Kramer looked across the heads of the crowd. “I was just told the name because I can hear the earthbound whispering it over and over. Could Norma,” Kramer paused, trying to hear the last name better. “Jenkins, please rise and come down to the microphone.”

 

Everyone in the building turned their heads, leaned forward in their seats and searched the pavilion for movement. Who was Norma Jenkins and where was she?

 

Wherever Norma was, she remained seated.

 

“Norma, we need to talk about this. We need to help the people on the Other Side. No matter what they did here, leaving them earthbound is torture. I feel so much pain coming from…your mother. I feel this woman’s name was Gertrude Jenkins.”

 

No one moved. No one stood up.

 

Kramer looked to her right. There were four woman standing in a line now. She looked at the woman in the front, and followed her eyes to the floor seats. If the murderer knew he or she was being revealed, who knew what they would do? The murderer - whoever it was - brought a weapon tonight.

 

“I’m here to help. You don’t need to be afraid. Please come to the podium and tell me what has caused you such grief.”

 

A woman stood, her gaze locked with Kramer’s. She started out of her row and walked down the aisle, making her way to the microphone. She tapped it twice to make sure it was on and then said, “My father is dying. When he was diagnosed with cancer three years ago, my mother left him. I can never forgive her for that.”

 

Kramer turned around and pulled out a lighter.

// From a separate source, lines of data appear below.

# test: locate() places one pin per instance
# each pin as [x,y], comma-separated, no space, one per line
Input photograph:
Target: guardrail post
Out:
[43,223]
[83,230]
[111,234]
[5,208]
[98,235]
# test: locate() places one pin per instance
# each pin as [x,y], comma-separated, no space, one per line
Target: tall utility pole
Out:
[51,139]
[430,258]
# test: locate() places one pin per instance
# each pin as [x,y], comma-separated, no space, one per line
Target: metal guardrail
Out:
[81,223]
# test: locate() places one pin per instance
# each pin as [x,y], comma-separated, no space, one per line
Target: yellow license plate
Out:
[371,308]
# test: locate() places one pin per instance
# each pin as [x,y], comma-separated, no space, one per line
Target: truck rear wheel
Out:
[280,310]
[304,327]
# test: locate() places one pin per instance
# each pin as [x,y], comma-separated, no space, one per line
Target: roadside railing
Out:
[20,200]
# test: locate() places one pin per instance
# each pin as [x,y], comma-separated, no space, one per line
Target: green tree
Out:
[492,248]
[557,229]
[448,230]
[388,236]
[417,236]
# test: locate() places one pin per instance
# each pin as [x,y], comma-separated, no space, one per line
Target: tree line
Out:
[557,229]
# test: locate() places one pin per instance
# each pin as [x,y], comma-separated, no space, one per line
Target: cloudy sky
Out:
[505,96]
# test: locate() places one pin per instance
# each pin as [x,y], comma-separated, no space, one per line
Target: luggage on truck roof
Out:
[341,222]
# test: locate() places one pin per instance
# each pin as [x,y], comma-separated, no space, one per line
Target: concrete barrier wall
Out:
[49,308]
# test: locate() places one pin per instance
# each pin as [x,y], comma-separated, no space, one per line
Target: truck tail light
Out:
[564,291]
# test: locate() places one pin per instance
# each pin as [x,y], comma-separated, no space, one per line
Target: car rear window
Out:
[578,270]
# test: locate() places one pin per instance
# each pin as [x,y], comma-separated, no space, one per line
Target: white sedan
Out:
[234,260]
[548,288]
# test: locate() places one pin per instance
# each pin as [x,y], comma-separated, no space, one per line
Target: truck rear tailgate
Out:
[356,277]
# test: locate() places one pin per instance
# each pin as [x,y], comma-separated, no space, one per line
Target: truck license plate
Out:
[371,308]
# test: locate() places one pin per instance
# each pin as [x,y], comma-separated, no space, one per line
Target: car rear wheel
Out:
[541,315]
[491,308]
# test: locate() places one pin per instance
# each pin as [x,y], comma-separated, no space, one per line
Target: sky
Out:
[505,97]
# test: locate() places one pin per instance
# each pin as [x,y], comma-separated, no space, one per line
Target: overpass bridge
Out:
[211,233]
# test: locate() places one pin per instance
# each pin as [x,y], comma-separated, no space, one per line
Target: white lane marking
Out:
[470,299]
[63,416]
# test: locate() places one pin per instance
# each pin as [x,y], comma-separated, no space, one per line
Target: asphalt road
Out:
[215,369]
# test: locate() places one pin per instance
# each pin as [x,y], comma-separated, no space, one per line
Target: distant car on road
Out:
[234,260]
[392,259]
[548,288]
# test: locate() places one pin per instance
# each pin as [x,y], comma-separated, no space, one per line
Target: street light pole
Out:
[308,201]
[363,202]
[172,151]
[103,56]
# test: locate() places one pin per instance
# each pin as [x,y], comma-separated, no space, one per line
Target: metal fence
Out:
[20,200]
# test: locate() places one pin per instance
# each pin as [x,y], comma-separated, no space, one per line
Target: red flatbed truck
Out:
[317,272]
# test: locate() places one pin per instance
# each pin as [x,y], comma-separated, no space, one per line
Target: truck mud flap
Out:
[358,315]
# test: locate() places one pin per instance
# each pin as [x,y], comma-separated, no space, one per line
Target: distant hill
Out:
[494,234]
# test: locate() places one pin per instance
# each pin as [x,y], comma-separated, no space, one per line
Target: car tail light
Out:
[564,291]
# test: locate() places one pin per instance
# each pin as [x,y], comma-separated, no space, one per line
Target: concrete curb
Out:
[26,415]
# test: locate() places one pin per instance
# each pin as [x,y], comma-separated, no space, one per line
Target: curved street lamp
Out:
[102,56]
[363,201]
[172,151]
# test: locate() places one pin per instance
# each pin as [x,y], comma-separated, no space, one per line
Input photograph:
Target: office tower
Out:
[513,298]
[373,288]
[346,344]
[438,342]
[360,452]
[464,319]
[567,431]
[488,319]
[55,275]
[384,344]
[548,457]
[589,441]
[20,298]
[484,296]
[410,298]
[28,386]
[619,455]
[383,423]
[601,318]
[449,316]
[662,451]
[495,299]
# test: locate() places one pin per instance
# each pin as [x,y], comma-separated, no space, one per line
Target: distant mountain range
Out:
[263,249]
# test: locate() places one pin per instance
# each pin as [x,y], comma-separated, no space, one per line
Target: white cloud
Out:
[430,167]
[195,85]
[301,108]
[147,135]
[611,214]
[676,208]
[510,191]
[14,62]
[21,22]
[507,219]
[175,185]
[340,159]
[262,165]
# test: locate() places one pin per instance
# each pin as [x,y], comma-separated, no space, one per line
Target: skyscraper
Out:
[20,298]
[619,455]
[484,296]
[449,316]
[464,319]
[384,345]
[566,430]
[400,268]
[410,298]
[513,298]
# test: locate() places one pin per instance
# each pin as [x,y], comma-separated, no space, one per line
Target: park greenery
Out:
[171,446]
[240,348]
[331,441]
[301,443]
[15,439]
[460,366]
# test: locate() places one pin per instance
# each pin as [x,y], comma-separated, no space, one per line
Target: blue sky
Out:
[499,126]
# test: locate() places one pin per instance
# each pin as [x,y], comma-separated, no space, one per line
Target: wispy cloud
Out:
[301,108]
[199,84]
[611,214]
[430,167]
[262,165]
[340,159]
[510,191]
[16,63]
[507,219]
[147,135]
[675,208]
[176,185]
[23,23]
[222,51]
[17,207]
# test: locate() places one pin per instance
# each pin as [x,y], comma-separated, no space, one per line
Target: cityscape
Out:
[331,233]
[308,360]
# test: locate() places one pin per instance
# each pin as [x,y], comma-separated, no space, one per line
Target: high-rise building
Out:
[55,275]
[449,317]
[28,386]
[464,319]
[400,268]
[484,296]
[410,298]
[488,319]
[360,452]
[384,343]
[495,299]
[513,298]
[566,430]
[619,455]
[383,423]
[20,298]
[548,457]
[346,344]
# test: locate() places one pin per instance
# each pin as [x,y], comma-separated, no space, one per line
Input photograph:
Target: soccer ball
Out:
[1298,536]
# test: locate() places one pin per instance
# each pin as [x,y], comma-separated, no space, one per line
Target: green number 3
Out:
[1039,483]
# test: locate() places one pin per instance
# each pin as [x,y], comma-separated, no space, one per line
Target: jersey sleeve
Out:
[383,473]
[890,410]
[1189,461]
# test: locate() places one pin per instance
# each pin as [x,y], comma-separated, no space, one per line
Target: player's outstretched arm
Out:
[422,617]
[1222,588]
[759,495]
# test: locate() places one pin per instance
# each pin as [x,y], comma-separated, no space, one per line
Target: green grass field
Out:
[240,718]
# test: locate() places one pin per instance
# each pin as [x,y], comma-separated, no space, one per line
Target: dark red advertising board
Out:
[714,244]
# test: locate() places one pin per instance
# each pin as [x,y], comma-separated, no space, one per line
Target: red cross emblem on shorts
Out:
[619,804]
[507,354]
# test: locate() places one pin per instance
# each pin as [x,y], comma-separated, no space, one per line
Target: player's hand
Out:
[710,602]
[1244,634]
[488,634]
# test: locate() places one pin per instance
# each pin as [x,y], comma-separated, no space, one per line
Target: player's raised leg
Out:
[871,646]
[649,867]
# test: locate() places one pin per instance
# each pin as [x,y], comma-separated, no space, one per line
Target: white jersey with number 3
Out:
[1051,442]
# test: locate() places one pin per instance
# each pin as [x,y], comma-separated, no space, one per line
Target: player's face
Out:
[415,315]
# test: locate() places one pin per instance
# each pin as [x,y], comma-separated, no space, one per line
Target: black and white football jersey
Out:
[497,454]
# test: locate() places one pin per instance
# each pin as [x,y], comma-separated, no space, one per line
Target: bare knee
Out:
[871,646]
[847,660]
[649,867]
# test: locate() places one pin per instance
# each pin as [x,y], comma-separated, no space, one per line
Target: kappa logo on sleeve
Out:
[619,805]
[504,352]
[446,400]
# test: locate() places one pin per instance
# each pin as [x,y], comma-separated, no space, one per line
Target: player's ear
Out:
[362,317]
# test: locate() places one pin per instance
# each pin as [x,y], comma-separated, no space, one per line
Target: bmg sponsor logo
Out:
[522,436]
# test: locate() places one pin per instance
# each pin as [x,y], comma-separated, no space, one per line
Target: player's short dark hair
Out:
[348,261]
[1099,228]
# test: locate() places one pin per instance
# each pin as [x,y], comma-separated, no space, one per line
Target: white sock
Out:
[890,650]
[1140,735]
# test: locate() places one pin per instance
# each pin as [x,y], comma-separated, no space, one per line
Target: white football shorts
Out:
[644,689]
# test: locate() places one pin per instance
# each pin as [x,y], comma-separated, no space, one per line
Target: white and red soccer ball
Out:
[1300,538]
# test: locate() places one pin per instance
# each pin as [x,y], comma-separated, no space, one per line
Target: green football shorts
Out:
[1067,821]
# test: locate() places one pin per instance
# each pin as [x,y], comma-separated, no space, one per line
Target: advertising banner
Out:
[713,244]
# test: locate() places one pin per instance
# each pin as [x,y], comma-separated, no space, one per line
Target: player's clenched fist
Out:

She lit a candle that sat on a table beside the podium and held it up.

 

“Your mother died two months ago. Haven’t you wondered why you have those nightmares? The ones where you always dream of murder.” She stopped and looked at the two cops again. They were still both there. A collective gasp rolled along the audience. Kramer continued, “You’ve been curious about what’s causing this and I’m here to tell you that it’s your mother. You’re very connected to her. The sorrow you’re dreaming is her pain.”